25 000 à 30 000 décès liés aux morsures de serpents en Afrique

25 000 à 30 000 décès liés aux morsures de serpents en Afrique

Les morsures de serpents figurent parmi l’une des causes de l’augmentation du taux de mortalité en Afrique. Depuis que l’Organisation mondiale de la santé a inscrit la morsure de serpent dans la liste des maladies tropicales négligées, les spécialistes de la santé espèrent voir une amélioration des traitements contre l’envenimation. CAMERPOST vous donne plus de détails sur le sujet.

Morsures de serpent à l’origine de nombreux décès en Afrique

La majorité des individus victimes de morsures de serpents se tournent vers la médecine traditionnelle au lieu de la médecine moderne.

Certaines régions d’Afrique utilisent encore la pierre noire pour neutraliser le venin du serpent. Elle est connue pour sa capacité aspirante. Or, la pierre noire n’aspire qu’une petite quantité du venin injecté par un serpent.

Malgré l’existence des antivenins efficaces proposés sur le marché, le pouvoir d’achat de la population ne leur permet pas de se procurer le traitement.
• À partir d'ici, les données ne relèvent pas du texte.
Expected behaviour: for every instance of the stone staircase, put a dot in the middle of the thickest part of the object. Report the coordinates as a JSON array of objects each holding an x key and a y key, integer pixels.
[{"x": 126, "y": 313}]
Il coûte aux environs de 200 euros.

D’autres facteurs expliquent cette hausse des décès dus aux morsures de serpents. Certains individus ne voient pas la morsure comme une rencontre naturelle. Pour ces personnes, il s’agit d’un acte malveillant d’un ennemi. Au lieu de se rendre dans un centre hospitalier, elles s’adressent à un thérapeute traditionnel pour conjurer le maléfice.

Réaction de la société africaine face à ce fléau

La société africaine de venimologie (SAV) a été créée à Cotonou en 2012 afin de trouver un traitement efficace contre les morsures de serpents en Afrique. Cette organisation réunit plusieurs spécialistes de la santé en provenance d’Afrique, des États-Unis et de la France.

Cet organisme a pour objectif de mettre fin aux problèmes causés par l’envenimation. Dans son action, il doit tenir compte des besoins quantitatifs et qualitatifs des pays de l’Afrique en matière d’antivenins. L’organisation doit également se concentrer sur la formation des personnels de santé pour améliorer la prise en charge des personnes victimes de morsure de serpents. La SAV doit inclure dans la formation les traitements traditionnels afin d’inciter la population à consulter les centres hospitaliers. Le coût des antivenins doit être à la portée de tous.